Ein wichtiger Schritt geschah im Jahr 1879 durch Konditor Rudolf Lindt, der die "Conche", ein Rührwerk zur Schokoladenherstellung erfunden hat. "Man sagt, dass er einen Längsreiber hatte, mit der er die Schokolade rührte", sagt Andrea Durri vom Schokoladenmuseum in Köln. "Den soll er mal über ein Wochenende vergessen haben, weil er auf einem Jagdabenteuer war oder mit seiner Geliebten unterwegs war." Als er montags wiedergekommen sei habe er wunderbar zart schmelzende Schokolade vorgefunden, die durch dieses lange Rühren bei einer hohen Temperatur entstanden sei.
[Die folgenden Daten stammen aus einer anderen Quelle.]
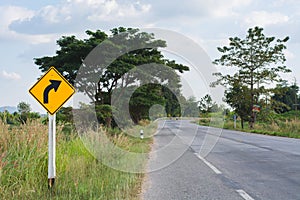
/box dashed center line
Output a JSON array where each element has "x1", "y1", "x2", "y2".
[
  {"x1": 236, "y1": 190, "x2": 254, "y2": 200},
  {"x1": 194, "y1": 153, "x2": 222, "y2": 174},
  {"x1": 194, "y1": 153, "x2": 254, "y2": 200}
]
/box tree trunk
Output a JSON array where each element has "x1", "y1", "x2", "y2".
[{"x1": 241, "y1": 118, "x2": 244, "y2": 129}]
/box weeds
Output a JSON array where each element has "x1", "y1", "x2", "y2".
[{"x1": 0, "y1": 121, "x2": 153, "y2": 199}]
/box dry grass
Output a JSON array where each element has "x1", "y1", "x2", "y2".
[{"x1": 0, "y1": 121, "x2": 155, "y2": 199}]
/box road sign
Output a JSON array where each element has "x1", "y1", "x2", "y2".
[{"x1": 29, "y1": 67, "x2": 75, "y2": 115}]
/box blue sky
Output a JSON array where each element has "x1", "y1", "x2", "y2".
[{"x1": 0, "y1": 0, "x2": 300, "y2": 112}]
Pfefferplanze auf Sri-Lanke (Bild: Unbekannt)
Manche mögen's scharf: Schokolade mit PfefferBild: Reategui

Der jüngste Trend ist exotisch und bitter und nach Meinung von Kunsthistoriker Thomas Hoppe dem Kino zu verdanken. Der Erfolgsfilm "Chocolat" aus dem Jahr 2000 mit Juliette Binoche und Johnny Depp erzählt die märchenhafte Geschichte einer jungen Frau, die 1959 mit ihrer neu eröffneten Chocolaterie ein kleines französisches Dorf durcheinander wirbelt und bei allen Einwohnern geheime Sehnsüchte weckt.
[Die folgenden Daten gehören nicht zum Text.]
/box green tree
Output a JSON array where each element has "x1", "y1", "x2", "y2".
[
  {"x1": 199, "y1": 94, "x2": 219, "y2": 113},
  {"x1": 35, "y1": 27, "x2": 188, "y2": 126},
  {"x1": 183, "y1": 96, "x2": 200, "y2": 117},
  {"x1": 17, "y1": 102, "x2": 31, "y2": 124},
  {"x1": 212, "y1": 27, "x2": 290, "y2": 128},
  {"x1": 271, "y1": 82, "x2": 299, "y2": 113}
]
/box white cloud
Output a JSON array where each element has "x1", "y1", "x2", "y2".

Pfeffer, Annanas und Biobier

Jede Menge ungewöhnliche Schokoladenspezialitäten hat auch Sina Mundorf in ihrem Schoko-Laden in der Kölner Innenstadt zu bieten, zum Beispiel mit Walnuss und Tonka-Bohne und aphrodisierender Wirkung. "Es gibt einmal sehr viel mit Pfeffer, mit Chili und Ananasl, oder mit Süßkartoffel und Bio-Bier, mit Brombeere mit Rosenblättern, mit Veilchen und der größte Renner ist im Augenblick Chili-Schokolade." 360 Sorten führt der frisch eröffnete Laden. Bittere Schokolade mit besonderer Herkunft und edlen Zutaten steht für erhabenen Genuss und kultivierten Geschmack.
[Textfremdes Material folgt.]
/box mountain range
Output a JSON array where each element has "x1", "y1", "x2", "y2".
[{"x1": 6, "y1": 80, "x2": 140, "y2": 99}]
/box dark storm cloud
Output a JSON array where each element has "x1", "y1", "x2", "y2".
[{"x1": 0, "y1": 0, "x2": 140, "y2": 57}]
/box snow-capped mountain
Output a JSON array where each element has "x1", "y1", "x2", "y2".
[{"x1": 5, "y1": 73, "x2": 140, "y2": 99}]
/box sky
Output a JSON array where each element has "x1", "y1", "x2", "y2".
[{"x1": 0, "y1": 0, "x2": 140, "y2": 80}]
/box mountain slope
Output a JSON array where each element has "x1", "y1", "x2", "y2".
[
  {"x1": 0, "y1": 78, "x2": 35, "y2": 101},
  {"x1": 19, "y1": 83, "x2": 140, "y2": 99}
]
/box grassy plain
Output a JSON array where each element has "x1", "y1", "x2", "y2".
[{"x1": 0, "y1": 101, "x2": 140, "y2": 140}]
Schokoladenmenü mit passendem Wein

Schokolade als Statussymbol ist noch zu steigern, wenn man sie etwa mit Wein kombiniert. Seminare, die das zelebrieren, haben Hochkonjunktur. Zoraida Dreesbach, Sommèliere, also geschulte Weinkellnerin, im Kölner Spitzenlokal "Graugans" kennt sich aus. Nachdem es in den letzten Jahren vor allem um exklusive Desserts ging, suchen Köche und Kellermeister jetzt die Harmonie auf einem neuen Feld: "Dann haben wir die Idee, jetzt 2008 ein Schokoladenmenü zu machen, sprich, Sechs-Gänge Menü von Vorspeise, Suppe, Fisch, Hauptgang, Käse und Dessert, noch ein Schokolade-Sorbet dazwischen und das ganze mit Wein zu kombinieren."

Mit Trüffel und Blattgold

Damit ist Sommèliere Dreesbach nicht allein, sondern voll im Trend. Hans-Werner Fassbenders Laden ist eine der ersten Adresse für Pralinen und Schoko-Trüffel im Köln-Bonner Raum. Seine Spezialität sind feinste Pralinen und Schokoladentrüffel: "Wenn sie nach Paris gehen, zahlen sie für einen Kilo von diesen Trüffeln zwischen 80 und 120 Euro, je nach Geschäftslage. Hier haben sie ein Publikum, das bereit ist zwischen 50 und 60 Euro zu bezahlen."

Teurer wird es, wenn die Pralinen auch noch mit Blattgold verziert werden. Das wirkt sich allerdings nur auf den Preis aus, nicht auf den Geschmack. Die Spezialisten in der Schokobranche jedenfalls, tüfteln weiter, um die Liebhaber mit neuen Köstlichkeiten zu überraschen.